Although Kaufmann's clear authoritative style distinguishes him from his many competitors in the field of popular books on emerging infectious diseases, it is his whirlwind tour of the world of global health that truly sets this book apart from its rivals. From 'big pharma' to nongovernmental organizations to the World Bank, the IMF and the Gates Foundation, Kaufmann covers the gamut of organizations and agencies that make up this complicated network of actors and provides an insider's perspective on the relative contributions and failures of each. This is essential reading for any newcomer to the field, with the caveat that Kaufmann sometimes finds himself on treacherous ground when he ventures into this more subjective terrain. Unlike the clarity and brevity of his earlier chapters on the science of epidemics, these later chapters occasionally devolve into oversimplification, with scant references to direct readers to more nuanced treatments of these topics. Kaufmann's terse treatment of the IMF story, for example, implies that the organization actively instructed its loan recipients to cut back on life-saving tuberculosis care, an accusation that as far as I know has not been made by even its fiercest critics.
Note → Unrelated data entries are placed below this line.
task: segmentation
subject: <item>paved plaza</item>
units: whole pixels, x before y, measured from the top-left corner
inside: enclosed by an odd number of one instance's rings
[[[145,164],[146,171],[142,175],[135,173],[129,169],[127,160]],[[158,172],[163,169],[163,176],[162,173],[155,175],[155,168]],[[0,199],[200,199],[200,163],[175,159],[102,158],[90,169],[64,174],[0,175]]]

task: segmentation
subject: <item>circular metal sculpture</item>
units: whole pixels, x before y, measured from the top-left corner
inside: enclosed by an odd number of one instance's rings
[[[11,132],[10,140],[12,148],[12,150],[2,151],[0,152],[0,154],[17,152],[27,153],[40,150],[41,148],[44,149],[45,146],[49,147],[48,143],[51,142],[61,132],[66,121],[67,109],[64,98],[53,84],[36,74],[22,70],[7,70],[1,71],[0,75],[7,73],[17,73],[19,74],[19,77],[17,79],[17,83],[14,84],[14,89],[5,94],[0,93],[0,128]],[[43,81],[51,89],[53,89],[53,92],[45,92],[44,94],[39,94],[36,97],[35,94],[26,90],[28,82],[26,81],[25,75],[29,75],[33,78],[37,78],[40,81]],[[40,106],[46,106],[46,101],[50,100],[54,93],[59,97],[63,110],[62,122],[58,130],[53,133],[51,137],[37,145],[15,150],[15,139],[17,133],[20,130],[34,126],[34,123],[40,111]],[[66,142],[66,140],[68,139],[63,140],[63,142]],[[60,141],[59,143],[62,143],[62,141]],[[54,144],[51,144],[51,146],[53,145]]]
In the final chapters of The New Plagues, Kaufmann spells out his vision of the future, outlining both the potential pressure points that could lead to new epidemics and a recipe for action that may prevent them. An essential part of this vision is the recognition that poverty and inequity are the potential drivers of future pandemics and that the enormous scientific progress of our time must and can be allied to economic and social change to yield durable results. In the words of the economist Amartya Sen:

“We live in a world that is not only full of dangers and threats, but also one where the nature of the adversities is better understood, the scientific advances are more firm and economic and social assets that can counter these menaces are more extensive. Not only do we have more problems to face, we also have more opportunities to deal with them.”